Catriona Stevens
Australia
Researching Sociology of Migration Affiliated ECU Appointed 2020
Cat is a Research Fellow with the Social Ageing (SAGE) Futures Lab in the ECU School of Arts and Humanities. She has expertise in the sociology and anthropology of migration, ageing, aged care and care workforce issues, and in Chinese Studies. Her current research, funded by the Forrest Research Foundation, addresses some critical challenges faced by the Australian aged care sector. This project focuses on workforce issues, which requires forging new pathways of knowledge, in particular the pressing need for comprehensive understanding of the experiences and perspectives of the workers themselves, especially those from migrant backgrounds.
This work builds on her expertise in labour migration and migration policy. Her PhD in Anthropology and Sociology, completed at UWA in 2020, is an ethnography of recent trade-skilled migration from China to Perth titled Unlikely settlers in exceptional times that explores how social class shapes opportunities, choices, and trajectories through the migration process. In 2021 this dissertation received the Jean Martin Award from The Australian Sociological Association (TASA) and was also awarded runner up in the Chinese Studies Association of Australian Best PhD Thesis Prize.
Cat’s other research interests include transnational ageing and caregiving, and abuse of the older person.
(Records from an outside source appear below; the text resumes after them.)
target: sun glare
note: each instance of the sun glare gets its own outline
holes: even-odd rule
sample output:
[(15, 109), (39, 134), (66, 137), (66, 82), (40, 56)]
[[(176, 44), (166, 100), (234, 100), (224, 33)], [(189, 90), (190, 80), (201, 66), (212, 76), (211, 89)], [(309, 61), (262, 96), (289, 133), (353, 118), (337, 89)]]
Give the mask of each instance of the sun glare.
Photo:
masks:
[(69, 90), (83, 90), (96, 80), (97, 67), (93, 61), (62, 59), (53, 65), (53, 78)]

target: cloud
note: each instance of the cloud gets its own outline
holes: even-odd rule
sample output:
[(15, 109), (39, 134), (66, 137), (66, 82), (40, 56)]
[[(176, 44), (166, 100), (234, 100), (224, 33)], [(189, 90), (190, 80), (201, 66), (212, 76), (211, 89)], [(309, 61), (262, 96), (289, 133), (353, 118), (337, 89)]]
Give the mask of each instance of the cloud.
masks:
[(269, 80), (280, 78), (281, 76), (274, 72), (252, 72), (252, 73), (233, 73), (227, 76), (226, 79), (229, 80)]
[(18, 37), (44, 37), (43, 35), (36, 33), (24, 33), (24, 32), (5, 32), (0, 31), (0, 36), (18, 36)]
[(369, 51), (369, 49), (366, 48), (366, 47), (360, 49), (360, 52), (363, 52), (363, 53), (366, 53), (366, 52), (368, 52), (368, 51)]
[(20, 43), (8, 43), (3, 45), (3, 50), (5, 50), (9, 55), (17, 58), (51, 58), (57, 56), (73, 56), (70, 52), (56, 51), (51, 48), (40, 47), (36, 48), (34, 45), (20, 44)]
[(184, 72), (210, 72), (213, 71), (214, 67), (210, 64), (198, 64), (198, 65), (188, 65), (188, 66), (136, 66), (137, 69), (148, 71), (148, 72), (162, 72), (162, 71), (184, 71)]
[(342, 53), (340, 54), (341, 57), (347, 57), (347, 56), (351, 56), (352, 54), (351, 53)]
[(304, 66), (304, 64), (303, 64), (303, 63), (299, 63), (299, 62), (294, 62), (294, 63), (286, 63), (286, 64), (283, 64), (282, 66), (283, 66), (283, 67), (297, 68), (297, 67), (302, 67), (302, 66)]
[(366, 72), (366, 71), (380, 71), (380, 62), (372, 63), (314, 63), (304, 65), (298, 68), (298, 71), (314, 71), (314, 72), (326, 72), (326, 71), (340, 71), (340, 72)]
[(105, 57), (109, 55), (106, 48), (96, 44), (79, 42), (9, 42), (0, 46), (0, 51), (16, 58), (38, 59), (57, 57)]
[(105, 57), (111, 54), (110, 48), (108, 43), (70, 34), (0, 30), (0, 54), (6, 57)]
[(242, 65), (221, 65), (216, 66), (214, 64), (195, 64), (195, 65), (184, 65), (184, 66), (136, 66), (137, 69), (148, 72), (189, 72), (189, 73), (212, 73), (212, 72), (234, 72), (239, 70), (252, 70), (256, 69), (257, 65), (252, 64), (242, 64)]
Her interest in transnational caregiving arose when working on the ARC Discovery Ageing, and New Media led by Baldassar and Wilding (Latrobe), responsible for the China-born sample. Cat currently collaborates on the Decentering Migration Knowledge (DEMIKNOW) project, which brings together four research entities in Canada, India, China and Australia, to create new knowledge about migration scholars from the Global South and North. DEMIKNOW research compares family migration decision making in these four contexts with a focus in Australian on transnational grandparenting. In 2020-22 Cat led research funded by the WA Department of Communities into responses to the abuse of older people in Western Australia. She a CI on the No More Shame project led by Professor Bianca Brijnath at the National Ageing Research Institute (NARI). This NHMRC-funded study aims to remove stigmas and improve the recognition of, and response to, elder abuse by health providers. that will trial an elder abuse screening instrument in 2023-25.
She is active in supporting the work of the newly established ECU TRACS Migration Research Network, and the WA Migration and Mobilities Update conference. In 2017 Cat co-convened TASA national conference titled ‘Belonging in a Mobile World, and she is currently the TASA Migration, Ethnicity and Migration Thematic Group co-convenor (2021-23).